What a Real Estate Attorney does:
While a real estate broker will help sell your house, your attorney is the only one who will be working solely for your benefit during the buying or selling of your home.
An attorney will assist in several ways in this process:
Phases of the Real Estate Transaction
In The Market
The Purchasers conduct research to undertake what is likely to be one of their most important purchases in their life. The Sellers take measures to attempt to maximize the market value of their home.
After a firm offer is received (agreement on price and terms) on the residence, the Purchaser and Seller will provide their attorney’s information to their Real Estate Broker. The broker may request that you sign a “binder.” Despite the name, a binder may or may not legally bind the Seller and Purchaser. Only after both parties have signed the Contract of Sale can both parties be secure that the other party is firmly bound by its terms. A binder should always be subject to approval by an attorney.
Soon after the firm offer is received the Purchaser usually contacts a home inspection service. The inspection report may disclose issues which may allow the Purchaser and Seller to reconsider or renegotiate the price or terms of the sale.
Usually after the home inspection report is submitted, and specific terms agreed upon, the Contract of Sale is drafted by the Seller’s attorney. The Purchaser then signs the Contract of Sale and submits the earnest money deposit check (customarily ten percent of purchase price) payable to Seller’s attorney to be held in escrow.

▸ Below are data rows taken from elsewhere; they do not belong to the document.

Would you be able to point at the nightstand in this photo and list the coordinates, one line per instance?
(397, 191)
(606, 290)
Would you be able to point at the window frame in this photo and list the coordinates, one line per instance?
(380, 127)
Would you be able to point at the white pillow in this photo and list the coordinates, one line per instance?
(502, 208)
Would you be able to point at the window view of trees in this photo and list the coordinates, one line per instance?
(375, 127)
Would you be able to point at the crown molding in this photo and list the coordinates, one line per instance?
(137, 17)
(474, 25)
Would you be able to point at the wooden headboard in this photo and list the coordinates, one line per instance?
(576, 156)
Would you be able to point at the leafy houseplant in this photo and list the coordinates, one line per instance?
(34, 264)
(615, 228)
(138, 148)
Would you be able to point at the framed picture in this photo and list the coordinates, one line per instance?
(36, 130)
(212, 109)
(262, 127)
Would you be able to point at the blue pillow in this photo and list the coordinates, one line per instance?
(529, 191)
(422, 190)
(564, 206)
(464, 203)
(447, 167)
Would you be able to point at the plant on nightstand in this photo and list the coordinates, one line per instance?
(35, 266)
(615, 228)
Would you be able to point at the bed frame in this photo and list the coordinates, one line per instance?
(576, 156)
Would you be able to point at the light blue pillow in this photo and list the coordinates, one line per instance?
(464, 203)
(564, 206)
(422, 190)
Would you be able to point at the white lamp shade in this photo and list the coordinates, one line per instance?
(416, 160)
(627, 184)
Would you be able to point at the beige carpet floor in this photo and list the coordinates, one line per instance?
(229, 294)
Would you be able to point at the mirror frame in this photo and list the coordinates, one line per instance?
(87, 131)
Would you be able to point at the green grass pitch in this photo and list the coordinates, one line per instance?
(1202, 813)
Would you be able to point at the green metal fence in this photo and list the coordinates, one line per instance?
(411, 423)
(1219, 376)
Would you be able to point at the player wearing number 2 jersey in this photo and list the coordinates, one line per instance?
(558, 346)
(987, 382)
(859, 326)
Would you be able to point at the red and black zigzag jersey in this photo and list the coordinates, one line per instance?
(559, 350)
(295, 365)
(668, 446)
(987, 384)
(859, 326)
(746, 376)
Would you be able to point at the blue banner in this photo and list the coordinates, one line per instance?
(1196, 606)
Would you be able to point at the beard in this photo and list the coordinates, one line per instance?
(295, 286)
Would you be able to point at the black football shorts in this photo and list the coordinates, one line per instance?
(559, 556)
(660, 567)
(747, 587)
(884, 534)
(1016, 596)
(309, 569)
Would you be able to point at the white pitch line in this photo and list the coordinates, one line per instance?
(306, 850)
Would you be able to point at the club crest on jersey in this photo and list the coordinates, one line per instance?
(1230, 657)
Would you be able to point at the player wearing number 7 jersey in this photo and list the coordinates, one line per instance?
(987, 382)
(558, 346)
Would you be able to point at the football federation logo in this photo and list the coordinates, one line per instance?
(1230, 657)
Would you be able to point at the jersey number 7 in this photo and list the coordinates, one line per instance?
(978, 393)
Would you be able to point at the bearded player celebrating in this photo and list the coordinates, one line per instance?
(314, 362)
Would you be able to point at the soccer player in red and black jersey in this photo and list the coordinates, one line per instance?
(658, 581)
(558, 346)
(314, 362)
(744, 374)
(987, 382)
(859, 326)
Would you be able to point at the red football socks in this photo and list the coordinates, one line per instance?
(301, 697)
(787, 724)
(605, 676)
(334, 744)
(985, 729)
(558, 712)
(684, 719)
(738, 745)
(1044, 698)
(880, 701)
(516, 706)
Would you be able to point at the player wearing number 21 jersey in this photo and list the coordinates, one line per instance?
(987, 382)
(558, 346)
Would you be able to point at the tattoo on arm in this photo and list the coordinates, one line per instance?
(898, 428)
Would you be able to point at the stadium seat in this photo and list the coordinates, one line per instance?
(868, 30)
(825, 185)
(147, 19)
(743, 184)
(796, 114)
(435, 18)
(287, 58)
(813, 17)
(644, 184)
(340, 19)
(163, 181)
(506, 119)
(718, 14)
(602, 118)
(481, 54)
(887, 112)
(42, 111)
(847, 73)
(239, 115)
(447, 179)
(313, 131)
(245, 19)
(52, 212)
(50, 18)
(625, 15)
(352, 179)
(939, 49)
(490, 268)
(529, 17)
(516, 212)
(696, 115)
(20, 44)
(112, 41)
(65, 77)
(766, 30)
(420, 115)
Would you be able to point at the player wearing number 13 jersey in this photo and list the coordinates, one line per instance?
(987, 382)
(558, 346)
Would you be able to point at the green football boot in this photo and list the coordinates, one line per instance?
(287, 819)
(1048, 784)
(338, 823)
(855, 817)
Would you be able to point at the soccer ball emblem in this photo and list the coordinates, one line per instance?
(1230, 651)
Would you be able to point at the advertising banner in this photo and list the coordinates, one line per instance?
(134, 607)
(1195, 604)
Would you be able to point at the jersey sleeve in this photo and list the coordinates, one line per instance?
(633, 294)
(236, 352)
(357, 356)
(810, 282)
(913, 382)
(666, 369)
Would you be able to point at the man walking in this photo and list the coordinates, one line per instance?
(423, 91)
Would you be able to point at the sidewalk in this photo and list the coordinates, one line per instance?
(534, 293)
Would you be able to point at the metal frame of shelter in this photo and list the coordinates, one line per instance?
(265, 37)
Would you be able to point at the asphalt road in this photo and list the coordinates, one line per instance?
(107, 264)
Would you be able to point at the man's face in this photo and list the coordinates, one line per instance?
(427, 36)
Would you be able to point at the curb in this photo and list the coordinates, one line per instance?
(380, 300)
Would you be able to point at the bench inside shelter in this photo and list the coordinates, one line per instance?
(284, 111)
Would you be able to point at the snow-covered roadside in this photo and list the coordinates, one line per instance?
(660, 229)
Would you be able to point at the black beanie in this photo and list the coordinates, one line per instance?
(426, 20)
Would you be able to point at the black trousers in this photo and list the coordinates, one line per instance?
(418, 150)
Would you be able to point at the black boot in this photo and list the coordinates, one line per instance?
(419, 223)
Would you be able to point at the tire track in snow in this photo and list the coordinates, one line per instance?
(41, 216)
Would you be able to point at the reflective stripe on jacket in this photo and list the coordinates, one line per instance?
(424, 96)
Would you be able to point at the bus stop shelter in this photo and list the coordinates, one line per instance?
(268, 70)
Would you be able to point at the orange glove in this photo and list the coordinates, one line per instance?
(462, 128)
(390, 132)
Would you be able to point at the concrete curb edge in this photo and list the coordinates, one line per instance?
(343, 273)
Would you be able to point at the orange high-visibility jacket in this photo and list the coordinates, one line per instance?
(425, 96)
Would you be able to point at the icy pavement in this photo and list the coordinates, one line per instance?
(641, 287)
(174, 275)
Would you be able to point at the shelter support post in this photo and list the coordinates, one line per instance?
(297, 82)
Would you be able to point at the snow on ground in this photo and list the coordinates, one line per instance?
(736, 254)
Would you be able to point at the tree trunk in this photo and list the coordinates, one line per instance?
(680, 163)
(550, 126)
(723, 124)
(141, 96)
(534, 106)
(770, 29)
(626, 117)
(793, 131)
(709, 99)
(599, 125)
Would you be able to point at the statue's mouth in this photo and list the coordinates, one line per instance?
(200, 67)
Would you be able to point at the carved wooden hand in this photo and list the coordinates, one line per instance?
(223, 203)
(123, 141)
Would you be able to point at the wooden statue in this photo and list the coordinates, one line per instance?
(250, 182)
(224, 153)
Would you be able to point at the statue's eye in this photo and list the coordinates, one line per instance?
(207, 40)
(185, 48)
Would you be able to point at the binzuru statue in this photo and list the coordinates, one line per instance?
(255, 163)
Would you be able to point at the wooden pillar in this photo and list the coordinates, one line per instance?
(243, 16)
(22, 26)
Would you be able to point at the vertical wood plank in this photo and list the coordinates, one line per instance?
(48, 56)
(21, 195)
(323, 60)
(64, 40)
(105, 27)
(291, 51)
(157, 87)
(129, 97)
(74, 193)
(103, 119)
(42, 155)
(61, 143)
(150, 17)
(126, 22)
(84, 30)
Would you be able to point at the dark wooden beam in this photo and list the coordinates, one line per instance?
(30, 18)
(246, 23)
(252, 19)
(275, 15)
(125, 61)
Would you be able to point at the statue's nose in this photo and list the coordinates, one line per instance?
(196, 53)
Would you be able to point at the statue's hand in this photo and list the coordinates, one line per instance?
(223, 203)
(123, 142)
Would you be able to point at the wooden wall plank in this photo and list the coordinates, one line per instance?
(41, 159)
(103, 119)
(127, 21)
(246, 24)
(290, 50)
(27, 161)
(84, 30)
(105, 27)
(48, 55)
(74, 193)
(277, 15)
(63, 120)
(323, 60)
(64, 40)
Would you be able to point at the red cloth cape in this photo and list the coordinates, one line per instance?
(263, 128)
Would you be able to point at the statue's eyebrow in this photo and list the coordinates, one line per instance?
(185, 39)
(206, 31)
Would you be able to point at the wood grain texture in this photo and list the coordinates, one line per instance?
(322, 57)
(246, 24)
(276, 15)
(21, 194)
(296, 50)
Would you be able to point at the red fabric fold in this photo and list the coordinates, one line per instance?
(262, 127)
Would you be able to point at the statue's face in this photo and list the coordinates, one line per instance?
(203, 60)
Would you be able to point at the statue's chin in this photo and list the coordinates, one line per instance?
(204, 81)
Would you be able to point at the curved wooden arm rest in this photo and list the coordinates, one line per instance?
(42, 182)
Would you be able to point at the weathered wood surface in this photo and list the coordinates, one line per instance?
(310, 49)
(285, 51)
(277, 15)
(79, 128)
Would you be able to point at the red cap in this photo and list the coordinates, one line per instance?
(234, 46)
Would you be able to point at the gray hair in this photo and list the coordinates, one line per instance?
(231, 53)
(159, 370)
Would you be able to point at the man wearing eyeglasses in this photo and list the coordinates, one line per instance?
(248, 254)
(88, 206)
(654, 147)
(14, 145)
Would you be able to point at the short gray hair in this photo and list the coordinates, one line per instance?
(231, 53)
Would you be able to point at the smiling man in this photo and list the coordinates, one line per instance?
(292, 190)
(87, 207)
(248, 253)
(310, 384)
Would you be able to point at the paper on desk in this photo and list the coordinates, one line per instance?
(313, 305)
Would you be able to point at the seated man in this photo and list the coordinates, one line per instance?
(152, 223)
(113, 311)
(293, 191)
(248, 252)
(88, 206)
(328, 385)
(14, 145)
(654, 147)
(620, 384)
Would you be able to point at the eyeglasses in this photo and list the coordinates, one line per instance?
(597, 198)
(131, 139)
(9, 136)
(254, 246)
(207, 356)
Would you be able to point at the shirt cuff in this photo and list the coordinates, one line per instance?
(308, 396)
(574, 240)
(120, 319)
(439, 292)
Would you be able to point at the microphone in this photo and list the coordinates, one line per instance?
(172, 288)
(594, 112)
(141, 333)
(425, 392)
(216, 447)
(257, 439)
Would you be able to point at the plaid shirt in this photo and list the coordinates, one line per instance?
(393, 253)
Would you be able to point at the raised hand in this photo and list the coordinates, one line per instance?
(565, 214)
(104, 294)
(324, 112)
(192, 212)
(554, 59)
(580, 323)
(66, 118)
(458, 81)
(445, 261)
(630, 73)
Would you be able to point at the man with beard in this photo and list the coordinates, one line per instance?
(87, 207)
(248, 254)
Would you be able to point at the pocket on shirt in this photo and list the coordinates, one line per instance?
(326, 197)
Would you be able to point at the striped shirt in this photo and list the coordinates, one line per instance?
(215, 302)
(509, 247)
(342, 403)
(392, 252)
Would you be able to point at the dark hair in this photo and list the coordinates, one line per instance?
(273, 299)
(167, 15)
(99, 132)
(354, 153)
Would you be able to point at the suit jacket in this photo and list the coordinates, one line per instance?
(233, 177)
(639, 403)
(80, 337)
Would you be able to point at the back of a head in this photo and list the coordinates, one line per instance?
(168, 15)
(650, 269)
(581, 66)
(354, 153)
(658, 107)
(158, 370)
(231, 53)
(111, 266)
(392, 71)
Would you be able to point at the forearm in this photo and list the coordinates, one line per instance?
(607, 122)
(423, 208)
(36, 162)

The Purchaser’s attorney will order the Abstract of Title after receiving the fully executed contract. The Purchaser will arrange for the mortgage loan. The lender will advise the Purchaser about other measures needed in order to arrange funding.
Closing of Title
After all contingencies are met, the Closing of Title may occur. The Purchaser’s attorney must coordinate the attendance of the Seller’s attorney, the Purchaser, the lender’s attorney and a title company closer. The Purchaser will then sign numerous documents, most of them relating to the loan (the funds provided), and the mortgage (the lien the bank puts on the property if the borrower fails to pay). The Seller transfers the deed and pays off any exiting mortgage. The other documents signed include tax forms, title insurance requirements, and any side agreements. Any final payments such as town tax are adjusted at this time. When it is finished, title is transferred and the keys are given.